Crowley Lake, owned and built by Los Angeles Department of Water and Power, feeds the main Los Angeles Aqueduct, providing drinking water to the residents of four regions in southern California. The newly-filled lake reaches a depth of 114 feet and covers approximately 5,300 acres in Mono County. As is fitting for a major new lake in the arid Eastern Sierras, the lake is managed for both fishing and other recreational uses. Its convenient location off of US 395 south of Mono Lake guarantees a large number of visitors each year to appreciate its charms. The lake was named after Father Crowley, the ‘desert padre’ who is something of a local hero in the Owens Valley residents’ battles over water rights.
As a major water supply serving millions of people, access to Lake Crowley (as it is also called) is tightly controlled. That doesn’t mean it’s hard to use; one concessionaire controls access to the lake and charges admission fees. The Crowley Lake Fish Camp, as the facility is called, also offers boat rental for smaller fishing boats and larger pontoon rentals to families and groups. The full-service marina offers fuel, repairs and rental dock space for long-term rental, a tackle shop, cafe and convenience store. A few full-service RV spaces are rented as are a few dry camping sites on the water and two fully-furnished cabins by reservation only.

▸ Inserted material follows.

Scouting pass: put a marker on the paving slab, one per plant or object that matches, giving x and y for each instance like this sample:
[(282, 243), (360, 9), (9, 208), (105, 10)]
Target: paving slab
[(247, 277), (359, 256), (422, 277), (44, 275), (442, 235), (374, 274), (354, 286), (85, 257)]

Ample parking for private boat owners and their boat trailers is provided at Crowley Lake, along with boat storage during the off-season. Private watercraft must be inspected for invasive species before launching, particularly quagga mussels, a service offered free at the boat ramp. The lake is officially open between the end of April and the end of October. Only 13 miles south of Mammoth Lakes, Lake Crowley welcomes visitors during the warm summer months to water ski, wake board, kite-surf, kayak and stand-up paddleboard.
Trout fishing is one of the major draws to Crowley Lake, with rainbow trout, brown trout and cutthroat trout all caught. Perch are another popular fishing target; their young are a major food source for the trout which grow to excellent size. Two trout seasons exist at the lake, with early summer fishing allowing baits. The creel limit is two trout, both of which must be over 18 inches long. After the end of July, all fishing must be done with artificial lures and barbless hooks only. Fly fishing is always popular, particularly near the several inlets to the reservoir. Several trout fishing competition events occur at the lake during the summer. Trout were originally stocked in the reservoir when it first filled in the 1940s, where they were found to grow exceptionally well. Several years of research showed the best times and varieties to stock for optimal angling experiences. The intervening years have created an excellent trout fishery in great demand with anglers. The trout fishing adds yet another popular recreational activity in the Mammoth Lakes area.
Although there is limited camping directly on Crowley Lake, other campgrounds and outdoor opportunities are numerous in the immediate vicinity. The Bureau of Land Management maintains a small campground across the highway from Lake Crowley, with great lake views and access via the concession docks. Other camping areas are available in the area, along with rustic resorts and cabins with a range of amenities. Several popular hiking trails have trailheads near the south end of Crowley Lake, including the popular eight-mile Lower Rock Creek Trail, famous as a difficult, ‘technical’ mountain biking trail. Other trails intersect the main trails.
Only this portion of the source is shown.